Sono rare le occasioni in cui il maestro Riccardo Muti, peraltro stimolato, si è lasciato andare in qualche pensiero sulla politica. In tutte quelle volte non si può non condividerlo.
Forse, la frase che più ha colpito per la passione che sprigiona è questa: “Io sono profondamente grato al mio Paese. All’Italia devo tutto. Per questo mi fa male vederla così”.
L’Italia è un paese stonato. Eppure esiste, o meglio dovrebbe esistere, un legame imprescindibile tra musica e politica.
L’orchestra, la banda, esprime in se tutti gli elementi più alti del progresso dell’umanità. Esiste in quel luogo una totale, assoluta ed indispensabile divisione del lavoro.
L’orchestra è una società perfetta, in cui c’è un “sindaco”, se vogliamo un “premier”, che si chiama “maestro, ed ogni cittadino musicista è assolutamente subordinato, non tanto all’autorità pro-tempore, ma alla legge, allo spartito, e chi non rispetta le “regole-note” non può partecipare a quella comunità.
Nella banda ascolti musica solo se le capacità individuali, necessarie e fondamentali, sono inserite e asservite al contesto armonico che, quasi magicamente, spesso, si trasferisce anche nei rapporti umani.
La politica, considerata come comunità di eletti ed elettori, è si una banda, ma suona una musica stonata.

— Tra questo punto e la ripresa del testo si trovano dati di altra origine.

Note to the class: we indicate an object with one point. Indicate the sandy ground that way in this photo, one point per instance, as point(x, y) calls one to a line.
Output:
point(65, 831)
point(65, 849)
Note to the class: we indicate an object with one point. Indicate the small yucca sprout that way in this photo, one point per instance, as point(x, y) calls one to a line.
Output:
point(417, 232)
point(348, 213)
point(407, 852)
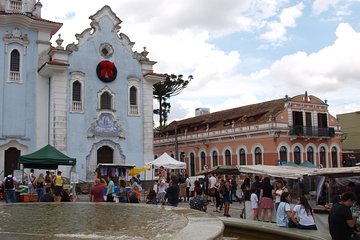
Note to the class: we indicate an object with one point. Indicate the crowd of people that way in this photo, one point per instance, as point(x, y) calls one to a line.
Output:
point(267, 197)
point(46, 188)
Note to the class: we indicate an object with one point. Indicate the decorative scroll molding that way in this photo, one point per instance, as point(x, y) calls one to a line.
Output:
point(106, 126)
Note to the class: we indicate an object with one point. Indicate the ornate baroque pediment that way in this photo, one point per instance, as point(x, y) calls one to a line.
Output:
point(106, 126)
point(16, 36)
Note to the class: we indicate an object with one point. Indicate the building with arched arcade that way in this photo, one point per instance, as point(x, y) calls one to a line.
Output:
point(291, 129)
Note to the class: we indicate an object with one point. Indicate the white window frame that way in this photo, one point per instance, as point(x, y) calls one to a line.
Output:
point(75, 106)
point(134, 110)
point(112, 107)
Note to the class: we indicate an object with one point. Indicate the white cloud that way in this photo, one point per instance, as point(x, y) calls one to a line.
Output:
point(277, 29)
point(180, 35)
point(320, 6)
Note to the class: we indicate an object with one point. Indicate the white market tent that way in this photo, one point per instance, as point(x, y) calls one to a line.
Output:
point(292, 172)
point(167, 162)
point(276, 171)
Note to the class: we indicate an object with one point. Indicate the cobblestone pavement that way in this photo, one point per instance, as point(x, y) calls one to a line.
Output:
point(236, 208)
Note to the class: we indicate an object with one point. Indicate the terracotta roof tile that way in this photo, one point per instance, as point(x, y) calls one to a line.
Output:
point(254, 113)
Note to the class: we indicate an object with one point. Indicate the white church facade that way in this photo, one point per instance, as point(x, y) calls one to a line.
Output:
point(92, 100)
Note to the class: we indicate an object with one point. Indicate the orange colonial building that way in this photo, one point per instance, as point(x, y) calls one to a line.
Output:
point(291, 129)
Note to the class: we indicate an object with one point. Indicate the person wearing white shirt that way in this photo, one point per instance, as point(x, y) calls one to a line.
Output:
point(254, 204)
point(212, 189)
point(283, 214)
point(305, 218)
point(161, 190)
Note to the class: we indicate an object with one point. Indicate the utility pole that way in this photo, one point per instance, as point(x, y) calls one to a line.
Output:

Ognuno legge ed interpreta uno spartito diverso, anzi siamo sempre alla ricerca di partiture da solista, ma non sappiamo neppure tenere in mano lo strumento.
Nella società, come in un orchestra occorre suonare tutti la stessa musica, lo stesso spartito, altrimenti viene fuori una comunità invivibile ed inascoltabile, esattamente come la nostra.